30 março 2026

O antifascismo não tem dono e a direita precisa entrar no debate

Quando esses setores se retiram do debate sobre o autoritarismo, eles deixam o campo livre para que o radicalismo avance sem contrapesos

   Foto: Guilherme Santos/Sul21


Por Andréa Sommer (*)

A ideia de que o combate ao fascismo é um papel exclusivo da esquerda é um grande equívoco. No senso comum, nas redes sociais, conversas informais, criou-se a narrativa de que pessoas de direita estariam, “por natureza”, distantes dessa pauta. No entanto, se olharmos para os fundamentos da ciência política e para a história das instituições, essa divisão não resiste a uma análise séria e profunda.

Ser de direita, seja na vertente liberal, conservadora ou democrata-cristã e ser antifascista não é contradição. Na verdade, é uma condição para a sobrevivência do próprio conservadorismo e do liberalismo. Afinal, se você defende eleições livres, a separação de poderes e a alternância no comando, você está, na prática, rejeitando a essência do fascismo.

Regimes autoritários não surgem do nada. Eles não dependem apenas de líderes radicais, mas da cumplicidade de quem deveria vigiar as instituições.

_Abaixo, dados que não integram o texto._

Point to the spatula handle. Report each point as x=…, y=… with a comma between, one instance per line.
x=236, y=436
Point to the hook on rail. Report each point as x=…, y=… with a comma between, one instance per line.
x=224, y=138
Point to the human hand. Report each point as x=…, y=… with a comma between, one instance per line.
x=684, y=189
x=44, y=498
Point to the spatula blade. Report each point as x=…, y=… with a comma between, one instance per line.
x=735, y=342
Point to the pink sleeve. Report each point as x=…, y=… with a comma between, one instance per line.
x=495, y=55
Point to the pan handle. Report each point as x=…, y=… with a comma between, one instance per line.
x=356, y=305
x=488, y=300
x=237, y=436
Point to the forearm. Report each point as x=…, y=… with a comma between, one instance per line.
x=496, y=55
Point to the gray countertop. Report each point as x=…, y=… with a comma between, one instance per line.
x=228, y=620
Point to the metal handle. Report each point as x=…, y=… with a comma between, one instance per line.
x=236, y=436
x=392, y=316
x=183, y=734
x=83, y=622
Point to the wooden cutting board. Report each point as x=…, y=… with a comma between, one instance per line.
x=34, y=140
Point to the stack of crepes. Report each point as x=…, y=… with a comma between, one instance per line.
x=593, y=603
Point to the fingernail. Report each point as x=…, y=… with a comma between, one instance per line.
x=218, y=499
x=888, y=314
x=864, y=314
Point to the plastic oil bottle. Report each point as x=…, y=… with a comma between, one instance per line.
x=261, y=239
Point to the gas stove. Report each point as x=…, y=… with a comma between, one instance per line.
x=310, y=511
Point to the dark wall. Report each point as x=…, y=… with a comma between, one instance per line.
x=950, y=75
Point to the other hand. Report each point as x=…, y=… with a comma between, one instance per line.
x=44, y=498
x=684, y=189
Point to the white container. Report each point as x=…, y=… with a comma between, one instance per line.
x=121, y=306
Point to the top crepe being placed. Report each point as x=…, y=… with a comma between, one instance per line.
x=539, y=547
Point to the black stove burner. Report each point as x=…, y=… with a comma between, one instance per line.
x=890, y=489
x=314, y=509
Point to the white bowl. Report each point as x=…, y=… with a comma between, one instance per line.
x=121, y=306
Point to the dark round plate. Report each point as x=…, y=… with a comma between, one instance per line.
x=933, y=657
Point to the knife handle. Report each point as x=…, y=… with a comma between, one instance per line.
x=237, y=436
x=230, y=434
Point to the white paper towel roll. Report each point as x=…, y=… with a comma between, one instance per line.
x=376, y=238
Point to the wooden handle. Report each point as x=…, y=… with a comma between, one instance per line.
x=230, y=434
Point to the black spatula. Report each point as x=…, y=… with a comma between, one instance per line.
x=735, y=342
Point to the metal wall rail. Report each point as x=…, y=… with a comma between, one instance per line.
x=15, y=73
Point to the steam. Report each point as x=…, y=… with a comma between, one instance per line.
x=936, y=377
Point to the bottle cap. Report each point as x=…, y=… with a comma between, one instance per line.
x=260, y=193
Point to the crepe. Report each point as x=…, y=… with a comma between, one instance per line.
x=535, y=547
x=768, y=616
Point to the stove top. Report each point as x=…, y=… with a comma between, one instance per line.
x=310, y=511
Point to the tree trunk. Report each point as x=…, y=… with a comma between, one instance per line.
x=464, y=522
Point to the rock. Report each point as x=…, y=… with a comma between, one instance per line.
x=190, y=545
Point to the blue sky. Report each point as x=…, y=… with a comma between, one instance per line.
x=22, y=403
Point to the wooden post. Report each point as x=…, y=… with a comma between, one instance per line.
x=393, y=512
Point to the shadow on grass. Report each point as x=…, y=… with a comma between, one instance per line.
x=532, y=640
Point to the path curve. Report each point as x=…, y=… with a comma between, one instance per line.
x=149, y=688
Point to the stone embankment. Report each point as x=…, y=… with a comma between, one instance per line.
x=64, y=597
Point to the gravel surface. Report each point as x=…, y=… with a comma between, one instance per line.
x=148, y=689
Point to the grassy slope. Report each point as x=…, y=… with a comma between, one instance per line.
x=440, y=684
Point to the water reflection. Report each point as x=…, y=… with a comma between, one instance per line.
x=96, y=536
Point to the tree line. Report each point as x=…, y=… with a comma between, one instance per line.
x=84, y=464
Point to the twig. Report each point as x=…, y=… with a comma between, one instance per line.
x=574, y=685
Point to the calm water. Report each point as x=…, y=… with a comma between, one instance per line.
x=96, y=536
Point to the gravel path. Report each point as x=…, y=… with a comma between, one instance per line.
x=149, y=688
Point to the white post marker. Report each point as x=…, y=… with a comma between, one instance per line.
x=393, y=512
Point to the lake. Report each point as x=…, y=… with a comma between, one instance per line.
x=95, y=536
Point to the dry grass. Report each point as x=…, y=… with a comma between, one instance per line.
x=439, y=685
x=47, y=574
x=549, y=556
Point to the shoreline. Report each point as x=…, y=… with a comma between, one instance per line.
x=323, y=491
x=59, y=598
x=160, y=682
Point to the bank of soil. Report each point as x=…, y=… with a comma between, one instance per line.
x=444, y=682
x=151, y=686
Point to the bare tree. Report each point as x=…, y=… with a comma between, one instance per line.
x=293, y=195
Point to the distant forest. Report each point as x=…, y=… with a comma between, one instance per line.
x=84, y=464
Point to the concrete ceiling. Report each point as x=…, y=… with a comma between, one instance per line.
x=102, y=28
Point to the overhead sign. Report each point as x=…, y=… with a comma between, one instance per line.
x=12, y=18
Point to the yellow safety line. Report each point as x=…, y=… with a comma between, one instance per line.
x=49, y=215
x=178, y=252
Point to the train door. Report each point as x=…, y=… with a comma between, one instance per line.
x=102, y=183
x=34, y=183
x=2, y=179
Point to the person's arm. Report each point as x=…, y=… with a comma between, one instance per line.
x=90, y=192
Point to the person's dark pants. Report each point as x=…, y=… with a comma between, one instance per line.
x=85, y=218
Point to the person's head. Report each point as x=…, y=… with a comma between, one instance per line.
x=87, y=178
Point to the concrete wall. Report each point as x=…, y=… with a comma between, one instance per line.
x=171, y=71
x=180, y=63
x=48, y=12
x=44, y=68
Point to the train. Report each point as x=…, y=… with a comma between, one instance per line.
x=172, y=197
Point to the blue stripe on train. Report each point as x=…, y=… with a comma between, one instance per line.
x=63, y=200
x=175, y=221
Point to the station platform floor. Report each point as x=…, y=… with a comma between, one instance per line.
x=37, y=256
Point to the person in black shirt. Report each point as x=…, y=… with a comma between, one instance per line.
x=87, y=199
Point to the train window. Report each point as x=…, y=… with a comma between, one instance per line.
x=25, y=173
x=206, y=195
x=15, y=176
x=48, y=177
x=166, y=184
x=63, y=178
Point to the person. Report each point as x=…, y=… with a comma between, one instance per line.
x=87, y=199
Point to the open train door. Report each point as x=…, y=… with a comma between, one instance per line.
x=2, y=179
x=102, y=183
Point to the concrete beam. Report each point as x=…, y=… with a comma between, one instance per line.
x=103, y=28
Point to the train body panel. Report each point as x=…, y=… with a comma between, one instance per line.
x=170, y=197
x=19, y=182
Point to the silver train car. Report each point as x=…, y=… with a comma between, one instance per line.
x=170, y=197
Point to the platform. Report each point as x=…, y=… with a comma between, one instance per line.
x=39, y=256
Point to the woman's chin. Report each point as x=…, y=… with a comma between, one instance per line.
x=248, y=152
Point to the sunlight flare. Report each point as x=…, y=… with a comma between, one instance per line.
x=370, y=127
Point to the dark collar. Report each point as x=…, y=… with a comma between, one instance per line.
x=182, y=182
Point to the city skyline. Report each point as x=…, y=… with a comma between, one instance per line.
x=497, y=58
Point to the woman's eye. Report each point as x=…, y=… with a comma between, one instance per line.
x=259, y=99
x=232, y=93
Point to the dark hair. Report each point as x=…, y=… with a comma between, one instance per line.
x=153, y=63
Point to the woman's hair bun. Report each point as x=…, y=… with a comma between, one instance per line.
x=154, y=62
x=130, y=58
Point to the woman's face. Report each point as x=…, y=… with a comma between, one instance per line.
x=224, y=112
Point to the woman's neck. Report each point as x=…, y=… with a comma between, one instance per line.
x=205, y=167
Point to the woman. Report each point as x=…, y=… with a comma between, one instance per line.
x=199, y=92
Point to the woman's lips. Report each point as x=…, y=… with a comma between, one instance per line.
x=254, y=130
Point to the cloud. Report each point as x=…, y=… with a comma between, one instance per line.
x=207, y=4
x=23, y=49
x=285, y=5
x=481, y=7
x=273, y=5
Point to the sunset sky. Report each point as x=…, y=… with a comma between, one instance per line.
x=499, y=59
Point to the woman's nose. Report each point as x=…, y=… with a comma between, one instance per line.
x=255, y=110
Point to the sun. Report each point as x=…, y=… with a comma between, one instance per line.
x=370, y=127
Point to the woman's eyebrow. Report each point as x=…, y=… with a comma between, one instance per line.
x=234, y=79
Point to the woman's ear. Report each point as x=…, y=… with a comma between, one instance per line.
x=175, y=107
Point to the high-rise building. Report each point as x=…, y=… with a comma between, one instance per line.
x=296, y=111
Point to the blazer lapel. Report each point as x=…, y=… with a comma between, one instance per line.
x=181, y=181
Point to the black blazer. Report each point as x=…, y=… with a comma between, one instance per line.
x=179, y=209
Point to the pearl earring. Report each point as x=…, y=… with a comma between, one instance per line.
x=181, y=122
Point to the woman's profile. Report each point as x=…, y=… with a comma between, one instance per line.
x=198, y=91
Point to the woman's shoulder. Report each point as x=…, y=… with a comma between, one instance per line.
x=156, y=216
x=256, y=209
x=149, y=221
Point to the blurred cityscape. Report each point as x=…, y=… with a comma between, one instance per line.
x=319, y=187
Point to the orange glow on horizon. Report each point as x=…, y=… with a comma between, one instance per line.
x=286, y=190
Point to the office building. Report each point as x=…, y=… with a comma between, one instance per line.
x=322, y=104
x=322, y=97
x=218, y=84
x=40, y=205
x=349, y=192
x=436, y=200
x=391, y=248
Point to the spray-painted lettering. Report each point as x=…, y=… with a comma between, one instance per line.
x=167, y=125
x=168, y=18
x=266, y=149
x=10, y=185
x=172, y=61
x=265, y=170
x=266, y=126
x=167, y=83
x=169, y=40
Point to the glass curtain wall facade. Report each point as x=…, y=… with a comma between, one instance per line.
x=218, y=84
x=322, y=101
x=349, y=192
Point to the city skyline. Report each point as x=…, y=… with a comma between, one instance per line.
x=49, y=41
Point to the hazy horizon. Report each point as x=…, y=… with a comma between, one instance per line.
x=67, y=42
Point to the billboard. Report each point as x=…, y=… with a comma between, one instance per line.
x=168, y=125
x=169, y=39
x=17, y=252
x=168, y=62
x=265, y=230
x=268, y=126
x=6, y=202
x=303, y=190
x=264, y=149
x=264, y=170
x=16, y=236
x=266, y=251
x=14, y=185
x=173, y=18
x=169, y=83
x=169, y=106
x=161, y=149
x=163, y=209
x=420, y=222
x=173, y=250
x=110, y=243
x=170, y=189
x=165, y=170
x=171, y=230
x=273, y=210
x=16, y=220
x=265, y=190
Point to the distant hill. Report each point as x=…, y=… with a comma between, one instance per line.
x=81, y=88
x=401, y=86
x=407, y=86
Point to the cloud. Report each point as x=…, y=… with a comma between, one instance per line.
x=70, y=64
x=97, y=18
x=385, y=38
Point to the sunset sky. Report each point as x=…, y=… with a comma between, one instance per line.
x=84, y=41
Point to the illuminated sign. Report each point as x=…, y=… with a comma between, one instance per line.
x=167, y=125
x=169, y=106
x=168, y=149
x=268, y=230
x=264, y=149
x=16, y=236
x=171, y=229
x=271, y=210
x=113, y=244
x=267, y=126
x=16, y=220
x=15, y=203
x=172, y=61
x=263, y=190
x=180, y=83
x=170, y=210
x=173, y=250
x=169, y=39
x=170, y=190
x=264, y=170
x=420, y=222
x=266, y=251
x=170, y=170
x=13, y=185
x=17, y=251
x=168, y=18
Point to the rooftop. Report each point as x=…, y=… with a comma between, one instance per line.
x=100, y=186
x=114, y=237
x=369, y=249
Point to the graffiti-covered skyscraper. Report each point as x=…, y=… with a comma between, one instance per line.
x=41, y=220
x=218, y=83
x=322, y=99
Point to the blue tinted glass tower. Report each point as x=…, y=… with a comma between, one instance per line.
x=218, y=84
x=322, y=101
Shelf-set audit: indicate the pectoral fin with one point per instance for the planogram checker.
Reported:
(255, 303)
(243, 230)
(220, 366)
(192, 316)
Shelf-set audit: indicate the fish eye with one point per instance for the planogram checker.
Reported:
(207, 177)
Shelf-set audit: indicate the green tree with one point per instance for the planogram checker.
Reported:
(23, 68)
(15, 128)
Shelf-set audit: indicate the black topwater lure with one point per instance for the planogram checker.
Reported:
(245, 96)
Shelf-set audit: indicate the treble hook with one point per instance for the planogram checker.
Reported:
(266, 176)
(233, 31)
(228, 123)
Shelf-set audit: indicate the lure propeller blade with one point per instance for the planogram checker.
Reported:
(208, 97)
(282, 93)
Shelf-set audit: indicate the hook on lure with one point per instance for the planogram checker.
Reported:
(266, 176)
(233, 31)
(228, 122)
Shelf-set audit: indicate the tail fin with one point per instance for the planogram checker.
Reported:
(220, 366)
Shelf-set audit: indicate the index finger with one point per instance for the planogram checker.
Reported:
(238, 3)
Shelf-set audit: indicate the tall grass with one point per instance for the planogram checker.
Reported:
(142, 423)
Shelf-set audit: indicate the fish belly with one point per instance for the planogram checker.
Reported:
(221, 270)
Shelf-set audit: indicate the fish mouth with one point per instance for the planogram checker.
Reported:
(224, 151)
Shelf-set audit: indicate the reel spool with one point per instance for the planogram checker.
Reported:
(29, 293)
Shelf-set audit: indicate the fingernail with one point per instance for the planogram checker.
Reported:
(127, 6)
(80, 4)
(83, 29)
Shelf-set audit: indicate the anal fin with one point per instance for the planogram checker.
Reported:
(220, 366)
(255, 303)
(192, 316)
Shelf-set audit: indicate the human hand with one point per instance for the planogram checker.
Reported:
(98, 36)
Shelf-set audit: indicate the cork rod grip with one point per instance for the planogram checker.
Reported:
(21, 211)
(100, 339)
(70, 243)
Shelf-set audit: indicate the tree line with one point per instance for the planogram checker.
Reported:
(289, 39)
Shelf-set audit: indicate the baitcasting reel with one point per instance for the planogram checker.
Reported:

Na Itália de Mussolini ou na Alemanha de Hitler, a democracia não ruiu num piscar de olhos, mas foi corroída quando parcelas importantes da sociedade decidiram que “flexibilizar” certas regras em nome de um inimigo comum era aceitável.

O perigo começa quando a polarização cega o cidadão para o fato de que a democracia depende, fundamentalmente, do direito de discordar. Se você acredita que a oposição deve manifestar-se sem medo de perseguição e que a imprensa deve ser livre para criticar qualquer governo, você já opera princípios antifascistas.

Porto Alegre sedia a 1ª Conferência Internacional Antifascista pela Soberania dos Povos. O evento coloca a capital gaúcha no centro de um debate global urgente sobre os riscos do autoritarismo. A pergunta incômoda, mas necessária, é: quantas pessoas da direita democrática estarão atentas a essas discussões?

Não se trata de concordar com todas as teses que serão apresentadas, mas de entender que o extremismo é uma ameaça universal. Historicamente, a direita democrática sempre foi o fiel da balança na manutenção da estabilidade institucional e da segurança jurídica. Quando esses setores se retiram do debate sobre o autoritarismo, eles deixam o campo livre para que o radicalismo avance sem contrapesos.

Na democracia, o conflito é normal e saudável. O problema surge quando a política deixa de ser uma disputa de projetos e passa a ser uma lógica de eliminação do adversário. Quando essa linha se apaga, todos perdem, independentemente da ideologia.

O fascismo não ataca apenas um lado, ele tira liberdades individuais e a própria possibilidade de participação política de todos os cidadãos. Fugir dessa reflexão pode ter consequências graves. No fim das contas, a questão central de 2026 não é se você se identifica com a direita ou com a esquerda. A pergunta que define o nosso tempo é: se a democracia começar a ser ameaçada por ideias autoritárias, de que lado da história você estará?